OSINT Search Engine | Cylect.io
https://cylect.io
Submitted January 23, 2023 at 11:30AM by brekfasbaksetz
via reddit https://ift.tt/ldKTjeG
https://cylect.io
Submitted January 23, 2023 at 11:30AM by brekfasbaksetz
via reddit https://ift.tt/ldKTjeG
Reddit
From the netsec community on Reddit: OSINT Search Engine | Cylect.io
Posted by [Deleted Account] - 38 votes and 2 comments
NSA CSI IPv6 Security Guidance
https://ift.tt/8bzIi5Z
Submitted January 23, 2023 at 01:42PM by sanitybit
via reddit https://ift.tt/YabNFEz
https://ift.tt/8bzIi5Z
Submitted January 23, 2023 at 01:42PM by sanitybit
via reddit https://ift.tt/YabNFEz
Streamlining incident response investigations with cloud relationship graphs
https://ift.tt/Ua8Nw1q
Submitted January 23, 2023 at 07:34PM by bobtbot
via reddit https://ift.tt/Xv5NpoI
https://ift.tt/Ua8Nw1q
Submitted January 23, 2023 at 07:34PM by bobtbot
via reddit https://ift.tt/Xv5NpoI
Steampipe
Streamlining incident response investigations with Steampipe relationship graphs | Steampipe Blog
Quickly visualize and identify attack paths an attacker could leverage. Relationship graphs provide an interactive visualization to navigate resource relationships and drill into asset details without authenticating into multiple accounts or jumping across…

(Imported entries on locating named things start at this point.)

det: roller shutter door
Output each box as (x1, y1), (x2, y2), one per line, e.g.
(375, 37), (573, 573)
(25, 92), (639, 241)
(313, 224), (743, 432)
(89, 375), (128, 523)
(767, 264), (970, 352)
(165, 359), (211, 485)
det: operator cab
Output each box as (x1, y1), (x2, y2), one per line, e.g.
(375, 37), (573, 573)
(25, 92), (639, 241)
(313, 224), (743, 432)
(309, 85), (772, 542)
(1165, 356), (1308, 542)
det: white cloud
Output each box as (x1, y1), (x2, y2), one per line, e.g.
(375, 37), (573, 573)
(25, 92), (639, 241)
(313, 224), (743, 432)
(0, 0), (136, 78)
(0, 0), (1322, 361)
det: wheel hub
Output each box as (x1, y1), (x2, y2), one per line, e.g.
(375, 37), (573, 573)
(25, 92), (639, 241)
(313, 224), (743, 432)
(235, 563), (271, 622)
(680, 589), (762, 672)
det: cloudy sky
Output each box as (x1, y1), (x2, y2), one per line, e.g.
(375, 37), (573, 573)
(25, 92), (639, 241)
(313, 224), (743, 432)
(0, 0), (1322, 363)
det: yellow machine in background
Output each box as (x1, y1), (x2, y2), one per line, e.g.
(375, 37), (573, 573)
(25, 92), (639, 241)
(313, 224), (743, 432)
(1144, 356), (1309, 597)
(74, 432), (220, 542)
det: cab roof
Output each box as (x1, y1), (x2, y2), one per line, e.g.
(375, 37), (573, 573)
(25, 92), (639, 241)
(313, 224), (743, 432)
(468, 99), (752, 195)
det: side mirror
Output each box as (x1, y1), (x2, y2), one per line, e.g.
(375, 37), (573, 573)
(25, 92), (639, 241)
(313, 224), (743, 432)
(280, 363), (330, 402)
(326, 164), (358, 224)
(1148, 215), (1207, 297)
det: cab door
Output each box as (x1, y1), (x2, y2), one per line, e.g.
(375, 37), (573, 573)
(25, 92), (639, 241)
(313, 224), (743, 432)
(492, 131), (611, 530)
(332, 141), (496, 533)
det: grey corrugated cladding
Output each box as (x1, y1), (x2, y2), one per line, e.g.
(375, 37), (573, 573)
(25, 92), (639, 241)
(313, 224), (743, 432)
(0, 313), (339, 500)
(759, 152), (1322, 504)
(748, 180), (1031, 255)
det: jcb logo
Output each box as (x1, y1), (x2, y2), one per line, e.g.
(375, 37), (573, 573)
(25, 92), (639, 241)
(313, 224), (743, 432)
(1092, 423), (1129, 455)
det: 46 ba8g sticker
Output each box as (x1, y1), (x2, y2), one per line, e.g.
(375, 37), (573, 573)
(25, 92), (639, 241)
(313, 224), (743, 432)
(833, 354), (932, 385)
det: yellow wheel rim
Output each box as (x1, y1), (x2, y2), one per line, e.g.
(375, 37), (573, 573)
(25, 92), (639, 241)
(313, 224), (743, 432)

A step-by-step introduction to the use of ROP gadgets to bypass DEP
https://ift.tt/tYdPFON
Submitted January 23, 2023 at 08:34PM by CyberMasterV
via reddit https://ift.tt/9jTGaYs
https://ift.tt/tYdPFON
Submitted January 23, 2023 at 08:34PM by CyberMasterV
via reddit https://ift.tt/9jTGaYs
2FA Day FTW
https://2fa.day
Submitted January 23, 2023 at 10:12PM by intosec
via reddit https://ift.tt/hG0QZdx
https://2fa.day
Submitted January 23, 2023 at 10:12PM by intosec
via reddit https://ift.tt/hG0QZdx
2FA Day
2nd of FebruAry is 2FA Day
2FA Day on 2nd of FebruAry promotes two-factor authentication to enhance online security. It raises awareness about the importance of an extra security layer.